安进公司(纳斯达克股票代码:AMGN)是值得拥有的高质量股票吗?
美女小黄片软件ある日私の担当医にそのことを言うとc君の感じていることはある意味で正しいのだと言われました。彼は私たちがここにいるのはその歪みを矯正するためではなくcその歪みに馴れるためなのだといいます。私たちの問題点のひとつはその歪みを認めて受けれることができないというところにあるのだcと。人間一人ひとりが歩き方に癖があるようにc感じ方や考え方や物の見方にも癖があるしcそれはなおそうと思っても急になおるものではないしc無理になおそうとすると他のところがおかしくなってしまうことになるんだそうです。もちろんこれはすごく単純化した説明だしcそういうのは私たちの抱えている問題のあるひとつの部分にすぎないわけですがcそれでも彼の言わんとすることは私にもなんとなくわかります。私たちはたしかに自分の歪みに上手く順応しきれないでいるのかもしれません。だからその歪みが引き起こす現実的な痛みや苦しみを上手く自分の中に位置づけることができなくてcそしてそういうものから遠離るためにここに入っているわけです。ここにいる限り私たちは他人を苦しめなくてすむしc他人から苦しめられなくてすみます。何故なら私たちはみんな自分たちが歪んでいることを知っているからです。そこが外部世界とはまったく違っているところです。外の世界では多くの人は自分の歪みを意識せずに暮らしています。でも私たちのこの小さな世界では歪みこそが前提条件なのです。私たちはインディアンが頭にその部族をあらわす羽根をつけるようにc歪みを身につけています。そして傷つけあうことのないようにそっと暮らしているのです。 那么,具体到不同的新冠病毒感染者,如何居家选药呢?7eaW-ZPzY5G1DpXp4TnBOJyR-安进公司(纳斯达克股票代码:AMGN)是值得拥有的高质量股票吗?

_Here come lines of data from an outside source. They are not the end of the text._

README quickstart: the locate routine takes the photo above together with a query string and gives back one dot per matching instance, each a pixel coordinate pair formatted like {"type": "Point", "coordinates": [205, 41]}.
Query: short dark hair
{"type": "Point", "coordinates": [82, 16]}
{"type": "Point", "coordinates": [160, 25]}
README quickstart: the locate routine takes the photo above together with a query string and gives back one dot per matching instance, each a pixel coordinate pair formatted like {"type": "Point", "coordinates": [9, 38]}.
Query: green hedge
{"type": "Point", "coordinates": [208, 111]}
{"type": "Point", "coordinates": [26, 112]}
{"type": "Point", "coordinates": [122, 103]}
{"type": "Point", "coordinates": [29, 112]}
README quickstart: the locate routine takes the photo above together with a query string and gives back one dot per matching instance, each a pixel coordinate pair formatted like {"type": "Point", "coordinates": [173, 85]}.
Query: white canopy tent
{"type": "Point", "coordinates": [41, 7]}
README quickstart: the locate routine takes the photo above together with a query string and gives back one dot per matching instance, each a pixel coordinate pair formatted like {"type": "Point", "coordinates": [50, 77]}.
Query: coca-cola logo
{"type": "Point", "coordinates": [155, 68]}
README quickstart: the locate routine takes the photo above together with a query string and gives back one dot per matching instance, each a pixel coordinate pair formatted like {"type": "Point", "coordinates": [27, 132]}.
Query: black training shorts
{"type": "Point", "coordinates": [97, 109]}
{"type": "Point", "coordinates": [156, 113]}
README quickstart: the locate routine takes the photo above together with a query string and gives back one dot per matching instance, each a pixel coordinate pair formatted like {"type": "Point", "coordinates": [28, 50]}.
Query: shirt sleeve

Many investors are still learning about the various metrics that can be useful when analysing a stock. This article is for those who would like to learn about Return On Equity (ROE). By way of learning-by-doing, we'll look at ROE to gain a better understanding of Amgen Inc. (NASDAQ:AMGN).
Return on equity or ROE is a key measure used to assess how efficiently a company's management is utilizing the company's capital. Simply put, it is used to assess the profitability of a company in relation to its equity capital.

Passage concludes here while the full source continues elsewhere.